La perte, réelle ou supposée, de la souveraineté alimentaire de la France est un vaste sujet aux contours multifactoriels, polysémiques et protéiformes.
Sans chercher à dresser un tableau général de la souveraineté agricole française, je m'en tiendrai à une approche qui est liée à mes fonctions de président-directeur général de la SEMMARIS et qui est fondée sur l'observation de deux évolutions : celle des rapports de force au sein de la distribution de produits alimentaires d'une part, celle de la consommation des vraies gens d'autre part. Ma conviction est qu'il ne peut y avoir de souveraineté alimentaire sans l'existence de services publics alimentaires tels que Rungis et les marchés de gros.
Créé par le général de Gaulle il y a une cinquantaine d'années dans le but de réunir dans un même lieu l'offre et la demande de produits alimentaires frais de façon structurée, organisée et planifiée, Rungis est le plus grand marché de gros du monde.
D'une manière générale, les MIN valorisent les productions agricoles de qualité dispersées dans nos terroirs, favorisent l'accès au marché des agriculteurs et distribuent des produits frais au juste prix. Le regroupement des acteurs du commerce de gros et des produits alimentaires en un même lieu permet la libre concurrence et offre une diversité de débouchés aux producteurs.

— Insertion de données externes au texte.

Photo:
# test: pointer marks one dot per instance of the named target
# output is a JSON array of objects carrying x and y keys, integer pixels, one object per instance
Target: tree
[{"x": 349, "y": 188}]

C'est un modèle complètement différent de celui de la grande distribution, dont l'objectif premier est d'obtenir les prix les plus bas possible sans se préoccuper de l'origine et de la qualité des produits, de leurs conditions de production ni du revenu des agriculteurs qui en découle.
À Rungis, 3 millions de tonnes de produits alimentaires transitent chaque année et sont consommées par 18 millions de personnes, principalement en Île-de-France. Près de 60 % des produits alimentaires frais consommés dans la région Île-de-France passent par le marché avant d'arriver au consommateur final. Toutes les filières sont représentées : fruits et légumes, produits de la mer et d'eau douce, produits carnés, produits laitiers et gastronomiques, produits horticoles et autres. Près de 10 % des produits agricoles qui transitent par le MIN sont vendus à l'export ; cela concerne principalement des produits laitiers et gastronomiques. Sur le plan économique, le MIN de Rungis représente un atout considérable pour notre pays : il engendre environ 12 milliards d'euros de chiffre d'affaires et permet le maintien de 100 000 emplois dans toute la chaîne agroalimentaire.

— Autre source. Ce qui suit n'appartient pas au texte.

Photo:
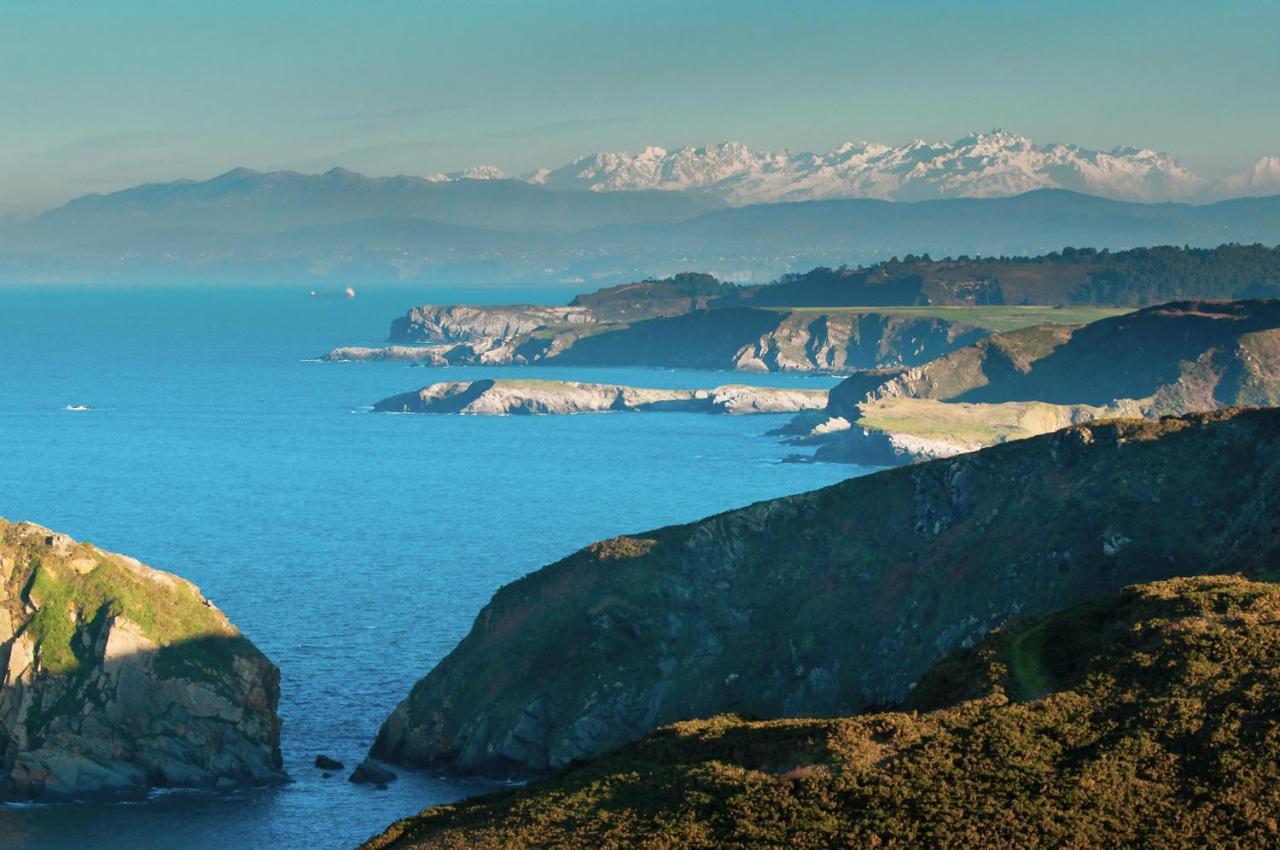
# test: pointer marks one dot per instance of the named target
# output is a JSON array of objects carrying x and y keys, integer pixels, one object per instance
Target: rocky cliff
[
  {"x": 457, "y": 323},
  {"x": 562, "y": 397},
  {"x": 120, "y": 679},
  {"x": 1166, "y": 360},
  {"x": 1148, "y": 720},
  {"x": 743, "y": 339},
  {"x": 828, "y": 602}
]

Il joue un rôle important dans la souveraineté alimentaire du pays en permettant de valoriser toutes les productions françaises qui se mangent directement, sans transformation. Sorte de courroies de transmission reliant le champ à l'assiette, les grossistes constituent un maillon essentiel entre des milliers de producteurs et des milliers de détaillants. À Rungis, 25 000 acheteurs négocient chaque nuit avec 1 200 entreprises différentes ; les prix sont fixés chaque jour ; les cours, transparents et publiés par l'État, résultent de l'offre et de la demande. Cette transparence, qui est l'ADN des marchés de gros, permet d'atteindre le tarif le plus juste et le plus équilibré pour l'ensemble de la chaîne alimentaire.
Être souverain, pour nous, c'est avant tout ne pas dépendre. C'est être capable de nourrir la ville en toutes circonstances, qu'il y ait une pandémie ou un siège. C'est être en mesure de trouver les produits dont les Français ont besoin ou envie, car ce sont eux qui choisissent. C'est aussi cela, notre obligation de service public. Pour reprendre l'analogie tirée de la science politique, on se tourne vers la souveraineté lorsqu'elle a disparu. En la matière, c'est d'abord une souveraineté populaire avant d'être une souveraineté nationale.
L'objectif n'est pas seulement de garantir un approvisionnement suffisant en produits de base agricoles tels que le blé, la betterave, les oléagineux, le lait ou le sucre. Il s'agit aussi de préserver la diversité, la qualité et la traçabilité des produits bruts qui se consomment sans être transformés, ainsi que de promouvoir des filières durables, au sens originel du terme, avec leurs indications géographiques protégées (IGP) et leurs savoir-faire. Véritables acteurs de la souveraineté alimentaire en France, les marchés de gros fournissent près de 70 000 acheteurs indépendants, majoritairement des commerces de proximité qui valorisent les produits plutôt que de les placer en tête de gondole et de lancer des campagnes promotionnelles assourdissantes, avec des chefs d'entreprise qui se critiquent les uns les autres à la radio.
L'écosystème des marchés de gros permet de valoriser la diversité de la production française et de réduire la standardisation de l'offre développée dans l'agroalimentaire et la grande distribution. Pour défendre la souveraineté alimentaire, on ne peut pas se contenter de réguler les rapports de plus en plus conflictuels entre la Fédération du commerce et de la distribution (FCD) et l'Institut de liaisons et d'études des industries de consommation (ILEC), les agriculteurs étant pris en otage.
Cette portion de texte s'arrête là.